|Title||Zooplankton communities associated with new and regenerated primary production in the Atlantic inflow north of Svalbard|
|Publication Type||Journal Article|
|Year of Publication||2019|
|Authors||Svensen C., Halvorsen E., Vernet M, Franze G., Dmoch K., Lavrentyev P.J, Kwasniewski S.|
|Type of Article||Article|
|Keywords||annual; Arctic; Calanus spp.; calanus-finmarchicus; carbon; copepod nauplii; Copepods; copepods pseudocalanus-minutus; disko bay; dynamics; Environmental Sciences & Ecology; Food web; Marine & Freshwater Biology; Microzooplankton; Oithona similis; oithona-similis cyclopoida; population development; spring bloom; stratified summer situation; western coast|
The Arctic Ocean is changing rapidly with respect to ice cover extent and volume, growth season duration and biological production. Zooplankton are important components in the arctic marine food web, and tightly coupled to the strong seasonality in primary production. In this study, we investigate zooplankton composition, including microzooplankton, copepod nauplii, as well as small and large copepod taxa, and primary productivity in the dynamic Atlantic water inflow area north of Svalbard in May and August 2014. We focus on seasonal differences in the zooplankton community and in primary productivity regimes. More specifically, we examine how a shift from "new" (nitrate based) spring bloom to a "regenerated" (ammonium based) post bloom primary production is reflected in the diversity, life history adaptations and productivity of the dominant zooplankton. North of Svalbard, the seasonal differences in planktonic communities were significant. In spring, the large copepod Calanus finmarchicus dominated, but the estimated production and ingestion rates were low compared to the total primary production.
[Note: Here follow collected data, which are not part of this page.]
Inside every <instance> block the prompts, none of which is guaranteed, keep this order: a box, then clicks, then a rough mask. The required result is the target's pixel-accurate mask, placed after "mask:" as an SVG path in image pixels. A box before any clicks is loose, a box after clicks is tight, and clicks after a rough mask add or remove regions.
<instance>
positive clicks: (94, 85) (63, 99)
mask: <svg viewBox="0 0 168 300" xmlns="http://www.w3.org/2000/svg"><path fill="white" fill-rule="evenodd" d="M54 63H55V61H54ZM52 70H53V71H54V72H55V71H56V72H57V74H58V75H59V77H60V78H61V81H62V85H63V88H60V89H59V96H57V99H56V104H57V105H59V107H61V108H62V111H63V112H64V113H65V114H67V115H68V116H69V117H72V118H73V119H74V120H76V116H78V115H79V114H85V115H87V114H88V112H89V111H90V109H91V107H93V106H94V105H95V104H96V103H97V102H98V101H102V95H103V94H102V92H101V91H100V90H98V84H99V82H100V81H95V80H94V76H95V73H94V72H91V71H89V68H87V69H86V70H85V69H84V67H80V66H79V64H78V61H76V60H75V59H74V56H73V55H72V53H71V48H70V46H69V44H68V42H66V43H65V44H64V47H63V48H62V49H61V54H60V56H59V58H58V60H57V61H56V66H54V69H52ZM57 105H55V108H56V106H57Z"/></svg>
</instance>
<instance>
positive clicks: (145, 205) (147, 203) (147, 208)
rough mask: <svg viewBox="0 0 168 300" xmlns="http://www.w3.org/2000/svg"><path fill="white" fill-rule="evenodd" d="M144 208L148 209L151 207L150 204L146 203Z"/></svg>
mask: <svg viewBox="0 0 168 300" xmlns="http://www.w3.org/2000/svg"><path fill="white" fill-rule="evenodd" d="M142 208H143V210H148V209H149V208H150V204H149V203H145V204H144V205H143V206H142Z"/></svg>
In summer, the zooplankton community was composed of microzooplankton and the small copepod Oithona similis. The zooplankton production and ingestion rates were high in summer, and probably depended heavily on the regenerated primary production associated with the microbial loop. There was clear alteration from dominance of calanoid copepod nauplii in spring to Oithona spp. nauplii in summer, which indicates different reproductive strategies of the dominating large and small copepod species. Our study confirms the dependence and tight coupling between the new (spring bloom) primary production and reproductive adaptations of C. glacialis and C. hyperboreus. In contrast, C. finmarchicus appears able to take advantage of the regenerated summer primary production, which allows it to reach the overwintering stage within one growth season in this region north of Svalbard. This suggests that C. finmarchicus will be able to profit from the predicted increased primary production in the Arctic, a strategy also recognized in small copepod species such as O. similis. We speculate that the ability of the copepod species to utilize the regenerated summer primary production and microbial food web may determine the winners and losers in the future Arctic Ocean.